Petite-Dieu ! Toutes ces premières photos (sauf le détail de ma tenue) sont d’elle. Vous pouvez en retrouver plus sur son compte Flickr.

Angie m’enseigne tout l’art de Sarah Bernhardt.
L’on pourrait dire que le thème de cette petite réunion était « Apportez vos instax ! ». Cette sorte de Polaroïd aux photos de la taille d’une carte de visite est particulièrement populaire depuis plusieurs années, et munies de stylos spéciaux et d’autocollants, nous avons pu laisser notre bêtise créativité s’exprimer sur nos visages respectifs. J’aime beaucoup ce genre de souvenirs – je me vois déjà les regarder dans dix ans, la larmichette à l'œil.

C’est tout de même émouvant. Surtout ce « Fesse » sur la photo de droite, tant de poésie, de puissance en un seul mot !
« Vas-y, pose pour moi. Mmmmh. J’adorrrre. »
On s’applique, on s’applique.
Un extrait du panneau final.
Outre manger et griffonner mille et une petites choses sur de petites photos, nous nous sommes également offert quelques cadeaux pour un Secret Santa qui avait lieu en même temps. Je fus terriblement gâtée par Chloé-Kourai, merci encore ! Et j’offris quelques souvenirs de Prague à Mila qui les a apparemment bien aimés. Apparemment.

Apparemment.
J’éparpille les petits gâteaux qui se trouvaient parmi les surprises de Chloé.
Bref, j’ai passé un bon moment, merci beaucoup à Petite-Dieu pour avoir pris la peine d’organiser cet ILD, simple et convivial, à son image. 

(Et il faudra définitivement que je vous parle un peu plus du Tea Corner, un jour.)

mardi 16 décembre 2014

CXCIX ~ Ciel !

Dimanche, je suis allée chez Ciel, où j’ai beaucoup trop mangé mais où j’ai pensé à prendre quelques photos. Cela fait si longtemps que je parle de leurs merveilleuses pâtisseries que j’ai décidé de leur consacrer tout un billet.

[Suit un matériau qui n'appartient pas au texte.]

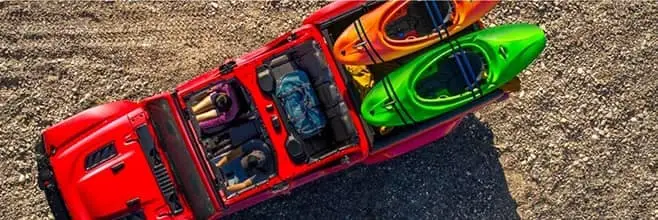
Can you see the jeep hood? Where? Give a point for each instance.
(99, 165)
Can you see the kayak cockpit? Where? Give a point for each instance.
(444, 79)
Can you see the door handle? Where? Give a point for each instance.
(117, 167)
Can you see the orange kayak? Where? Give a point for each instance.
(398, 28)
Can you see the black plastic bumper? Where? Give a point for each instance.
(46, 182)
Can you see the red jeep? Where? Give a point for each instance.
(150, 159)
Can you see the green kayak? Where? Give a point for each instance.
(438, 81)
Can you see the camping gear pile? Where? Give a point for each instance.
(439, 56)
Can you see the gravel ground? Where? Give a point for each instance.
(578, 142)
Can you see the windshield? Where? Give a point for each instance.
(179, 157)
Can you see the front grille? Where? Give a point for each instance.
(163, 179)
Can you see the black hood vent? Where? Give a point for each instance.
(159, 171)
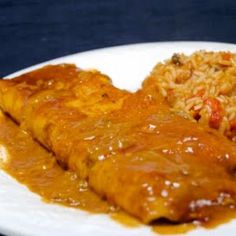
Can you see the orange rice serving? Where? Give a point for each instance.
(201, 87)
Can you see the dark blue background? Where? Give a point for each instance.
(32, 31)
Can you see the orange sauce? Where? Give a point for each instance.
(35, 167)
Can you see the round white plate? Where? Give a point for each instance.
(23, 213)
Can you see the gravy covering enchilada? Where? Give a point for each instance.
(130, 148)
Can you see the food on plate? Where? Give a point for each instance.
(131, 148)
(201, 86)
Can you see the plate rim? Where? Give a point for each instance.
(99, 50)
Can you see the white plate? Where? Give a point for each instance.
(23, 213)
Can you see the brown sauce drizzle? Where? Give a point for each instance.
(33, 166)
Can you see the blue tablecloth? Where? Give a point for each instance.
(32, 31)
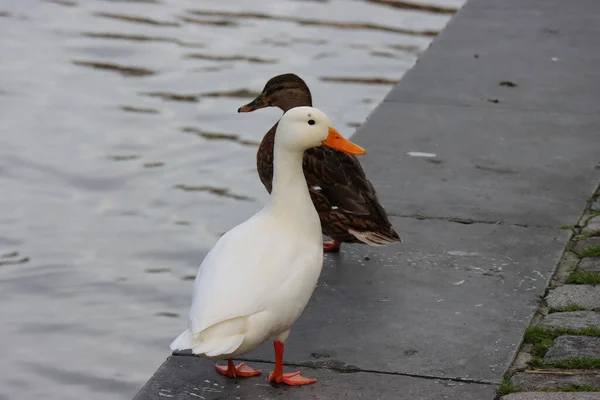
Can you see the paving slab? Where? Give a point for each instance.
(581, 245)
(593, 225)
(452, 301)
(586, 296)
(572, 320)
(533, 382)
(182, 377)
(590, 264)
(548, 53)
(505, 166)
(552, 396)
(569, 347)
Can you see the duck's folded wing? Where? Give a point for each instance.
(338, 182)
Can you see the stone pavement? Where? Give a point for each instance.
(561, 350)
(482, 152)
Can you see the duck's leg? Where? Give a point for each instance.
(331, 246)
(277, 376)
(232, 371)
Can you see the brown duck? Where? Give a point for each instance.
(346, 201)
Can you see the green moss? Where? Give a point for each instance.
(583, 278)
(507, 387)
(593, 251)
(573, 307)
(576, 363)
(542, 339)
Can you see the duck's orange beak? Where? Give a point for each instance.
(338, 142)
(255, 104)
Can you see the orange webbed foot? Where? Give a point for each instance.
(241, 370)
(331, 246)
(292, 379)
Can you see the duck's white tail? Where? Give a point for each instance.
(213, 348)
(219, 339)
(184, 341)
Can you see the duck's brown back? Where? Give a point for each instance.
(343, 196)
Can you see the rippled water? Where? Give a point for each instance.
(122, 160)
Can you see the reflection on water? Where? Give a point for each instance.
(123, 159)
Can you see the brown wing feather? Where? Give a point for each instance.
(339, 188)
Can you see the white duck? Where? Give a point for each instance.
(254, 284)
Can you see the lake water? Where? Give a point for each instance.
(123, 159)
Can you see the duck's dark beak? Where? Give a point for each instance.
(255, 104)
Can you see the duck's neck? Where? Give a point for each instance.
(290, 198)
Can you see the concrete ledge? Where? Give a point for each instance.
(187, 377)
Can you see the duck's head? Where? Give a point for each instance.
(284, 91)
(304, 127)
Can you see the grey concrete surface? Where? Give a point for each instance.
(586, 243)
(182, 377)
(512, 167)
(591, 264)
(593, 225)
(586, 296)
(552, 396)
(547, 49)
(569, 347)
(480, 219)
(572, 320)
(533, 382)
(452, 301)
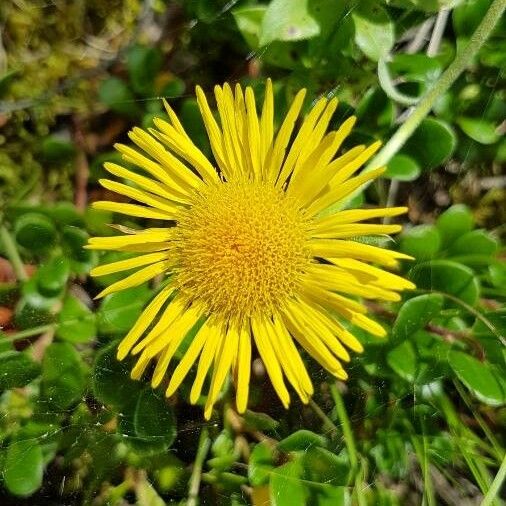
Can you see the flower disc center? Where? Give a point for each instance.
(241, 248)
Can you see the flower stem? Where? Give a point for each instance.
(496, 485)
(196, 476)
(12, 253)
(449, 76)
(34, 331)
(345, 425)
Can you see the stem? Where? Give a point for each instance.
(437, 33)
(194, 484)
(328, 424)
(34, 331)
(345, 425)
(469, 309)
(496, 485)
(12, 254)
(449, 76)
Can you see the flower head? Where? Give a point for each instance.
(252, 254)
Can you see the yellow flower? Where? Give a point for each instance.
(251, 252)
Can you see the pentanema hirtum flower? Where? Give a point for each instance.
(251, 251)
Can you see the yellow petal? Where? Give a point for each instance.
(169, 316)
(143, 322)
(305, 335)
(336, 249)
(273, 163)
(355, 230)
(355, 215)
(178, 332)
(302, 138)
(267, 120)
(213, 131)
(243, 369)
(184, 148)
(380, 277)
(141, 196)
(264, 346)
(176, 169)
(153, 186)
(339, 191)
(254, 140)
(137, 278)
(188, 360)
(155, 169)
(133, 210)
(214, 340)
(170, 337)
(223, 362)
(129, 263)
(118, 241)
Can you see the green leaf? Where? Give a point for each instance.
(286, 488)
(65, 213)
(259, 421)
(374, 31)
(111, 381)
(301, 440)
(467, 16)
(57, 149)
(143, 65)
(454, 222)
(35, 232)
(422, 242)
(480, 130)
(402, 168)
(332, 496)
(52, 277)
(23, 467)
(432, 143)
(154, 419)
(476, 242)
(287, 20)
(414, 314)
(74, 239)
(120, 310)
(324, 466)
(249, 22)
(117, 96)
(482, 379)
(375, 110)
(387, 83)
(63, 378)
(17, 369)
(403, 361)
(76, 323)
(448, 277)
(260, 464)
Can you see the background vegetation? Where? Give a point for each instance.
(421, 420)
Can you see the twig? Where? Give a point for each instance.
(12, 254)
(391, 197)
(345, 425)
(447, 78)
(496, 485)
(34, 331)
(328, 424)
(196, 476)
(82, 169)
(437, 33)
(420, 38)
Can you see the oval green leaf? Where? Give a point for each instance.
(23, 468)
(482, 379)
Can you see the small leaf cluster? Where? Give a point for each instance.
(423, 411)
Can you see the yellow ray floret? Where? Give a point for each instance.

Le principe de la boutique est assez sympathique : elle propose des parfums intemporels toute l’année (vanille, matcha, yuzu…), et des parfums en séries limitées (fleurs de cerisier au printemps, rose et pêche en été, figue en automne…). Les amateurs de pâtisserie nippone y retrouvent le cycle qui gouverne la ronde des mochi saisonniers, sans doute avec raison car Ciel est bien une pâtisserie japonaise. Sa spécialité n’est autre que l’angel cake très couru outre-Russie (?), sorte de génoise faite à base de blancs d’œufs, au goût très léger fourrée de crème ou encore de compote. 

J’ai goûté chacune de leur spécialité hivernale version 2014…

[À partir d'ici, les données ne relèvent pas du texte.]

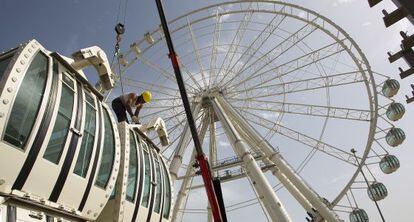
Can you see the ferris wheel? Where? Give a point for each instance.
(280, 95)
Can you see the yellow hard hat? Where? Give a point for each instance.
(146, 95)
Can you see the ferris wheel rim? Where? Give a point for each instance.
(368, 80)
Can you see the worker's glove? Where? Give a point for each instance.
(135, 119)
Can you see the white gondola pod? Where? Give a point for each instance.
(358, 215)
(377, 191)
(14, 150)
(42, 124)
(389, 164)
(395, 137)
(390, 88)
(395, 111)
(141, 193)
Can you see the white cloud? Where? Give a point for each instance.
(366, 24)
(222, 143)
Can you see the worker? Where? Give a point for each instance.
(126, 102)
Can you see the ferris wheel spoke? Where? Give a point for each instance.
(197, 52)
(307, 109)
(277, 51)
(190, 76)
(297, 63)
(216, 42)
(235, 42)
(153, 89)
(301, 138)
(162, 71)
(144, 84)
(164, 109)
(258, 42)
(338, 79)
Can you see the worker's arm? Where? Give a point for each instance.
(137, 110)
(131, 99)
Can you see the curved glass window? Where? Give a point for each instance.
(108, 153)
(133, 168)
(167, 194)
(60, 131)
(88, 138)
(4, 62)
(159, 185)
(147, 176)
(27, 103)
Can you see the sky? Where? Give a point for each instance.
(66, 26)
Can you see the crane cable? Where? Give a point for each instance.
(120, 30)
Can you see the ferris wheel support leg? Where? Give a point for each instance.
(282, 178)
(282, 165)
(273, 206)
(213, 155)
(182, 145)
(183, 192)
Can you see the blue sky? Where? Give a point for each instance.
(66, 26)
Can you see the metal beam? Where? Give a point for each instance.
(282, 165)
(274, 207)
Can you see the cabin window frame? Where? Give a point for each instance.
(84, 171)
(42, 102)
(66, 81)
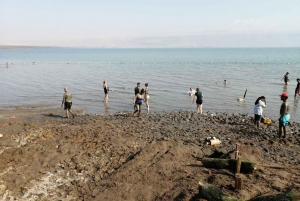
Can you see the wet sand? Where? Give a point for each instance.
(120, 157)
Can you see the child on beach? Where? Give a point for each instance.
(146, 97)
(258, 109)
(284, 115)
(199, 100)
(137, 101)
(297, 90)
(286, 78)
(105, 87)
(67, 101)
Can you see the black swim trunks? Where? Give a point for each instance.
(105, 90)
(68, 105)
(199, 102)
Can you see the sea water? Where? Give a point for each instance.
(37, 76)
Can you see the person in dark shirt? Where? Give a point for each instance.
(284, 115)
(286, 78)
(199, 100)
(137, 88)
(297, 90)
(137, 91)
(67, 102)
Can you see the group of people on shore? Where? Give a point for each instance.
(142, 95)
(284, 118)
(286, 80)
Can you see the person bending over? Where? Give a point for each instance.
(67, 101)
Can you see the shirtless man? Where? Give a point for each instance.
(67, 101)
(286, 78)
(284, 115)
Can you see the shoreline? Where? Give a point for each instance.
(24, 47)
(118, 156)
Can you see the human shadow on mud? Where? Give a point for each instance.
(52, 115)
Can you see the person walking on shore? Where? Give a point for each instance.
(297, 90)
(67, 102)
(286, 78)
(137, 101)
(137, 91)
(284, 115)
(146, 97)
(258, 109)
(137, 88)
(199, 100)
(106, 89)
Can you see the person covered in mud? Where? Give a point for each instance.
(297, 90)
(199, 100)
(146, 97)
(67, 102)
(286, 78)
(259, 104)
(137, 101)
(284, 115)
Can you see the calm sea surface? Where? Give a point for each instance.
(169, 72)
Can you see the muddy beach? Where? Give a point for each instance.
(120, 157)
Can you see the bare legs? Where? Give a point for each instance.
(67, 113)
(147, 105)
(105, 99)
(138, 108)
(256, 123)
(282, 129)
(199, 108)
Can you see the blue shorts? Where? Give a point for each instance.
(285, 120)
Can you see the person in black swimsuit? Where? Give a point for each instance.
(106, 89)
(286, 78)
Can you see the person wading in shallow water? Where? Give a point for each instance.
(199, 100)
(286, 78)
(284, 115)
(67, 101)
(137, 101)
(106, 89)
(146, 97)
(258, 109)
(137, 91)
(297, 90)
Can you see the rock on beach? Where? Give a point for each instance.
(155, 157)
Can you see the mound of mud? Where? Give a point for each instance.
(155, 157)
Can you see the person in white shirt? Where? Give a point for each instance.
(260, 103)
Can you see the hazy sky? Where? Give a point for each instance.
(163, 23)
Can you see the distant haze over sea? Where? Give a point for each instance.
(39, 75)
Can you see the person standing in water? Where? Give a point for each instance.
(137, 101)
(199, 100)
(297, 90)
(137, 91)
(284, 115)
(106, 89)
(286, 78)
(67, 101)
(258, 109)
(146, 97)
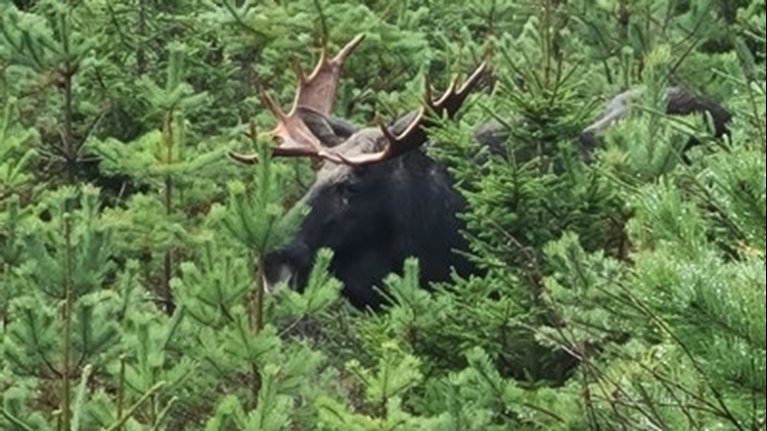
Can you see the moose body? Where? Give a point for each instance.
(373, 218)
(377, 198)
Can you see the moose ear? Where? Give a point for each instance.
(330, 131)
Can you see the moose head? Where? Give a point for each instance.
(377, 198)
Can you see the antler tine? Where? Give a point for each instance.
(346, 50)
(452, 99)
(318, 90)
(413, 136)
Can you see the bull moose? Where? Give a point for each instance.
(377, 198)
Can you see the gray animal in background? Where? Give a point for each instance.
(678, 102)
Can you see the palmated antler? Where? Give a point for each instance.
(317, 92)
(414, 135)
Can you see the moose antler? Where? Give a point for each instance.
(414, 135)
(316, 91)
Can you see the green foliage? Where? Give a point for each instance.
(622, 288)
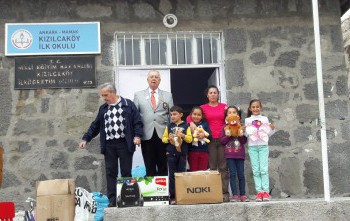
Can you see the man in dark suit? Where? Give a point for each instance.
(154, 105)
(120, 127)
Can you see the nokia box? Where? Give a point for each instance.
(198, 187)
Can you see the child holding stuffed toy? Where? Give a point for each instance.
(177, 135)
(233, 139)
(198, 154)
(258, 129)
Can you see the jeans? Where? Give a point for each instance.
(259, 159)
(236, 169)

Angel cakes chai/chocolat à gauche, pistache/clémentine à droite.

Praliné/noisettes.

Marron/armagnac à gauche, fruits rouge à droite.

Leurs gâteaux sont vicieux car vraiment légers (et bons), et il m’est toujours difficile de me restreindre à un seul. Parmi ces 5 gâteaux, ma palme revient sans doute au chai, ou au marron/armagnac, ou… (sans doute devrai-je les goûter à nouveau pour me faire une idée définitive.)


Côté salé, voici une génoise neutre roulée fourrée au poulet teriyaki. La maison sert aussi un gâteau salé au basilic et à l’huile d’olive.

En ce qui concerne les boissons, Ciel propose des thés Jugetsudo (une maison japonaise implantée à Tōkyō ainsi qu’à Paris qui vend du vrai bon matcha), des jus de fruits Alain Milliat, et de très bons whiskys japonais. J’apprécie le concept du salon de thé/bar à gâteaux, ouvert tard dans la soirée pour qui souhaite goûter à 21 heures (du moins en fin de semaine).

Liqueur de yuzu à gauche et de prune à droite.

Pour ne rien gâcher, l’endroit est charmant, clair, lumineux et de taille modeste (ce qui certes peut également être un désavantage car rapidement complet, mieux vaut réserver pour être sûr de trouver une place). La vaisselle est de céramique simple, les couverts de bois… Toute en sérénité et en dépouillement, bien éloignée du design sans âme qui me met mal à l'aise, je trouve la décoration très réussie – fuyez, évidemment, si tout ce qui surfe sur le japonisme vous donne de l’urticaire.


Bref, je suis accro depuis de longs mois maintenant, mais je ne suis pas encore sûre de vouloir en guérir.


Pâtisserie Ciel
3, rue Monge 75005 Paris
Tel. 01 43 29 40 78
Du lundi au jeudi & dimanche 11h-20h
Vendredi & samedi 11h - 22h 

Et j’y vais un peu moins ces derniers temps, mais les éclairs de génie sont toujours aussi bons.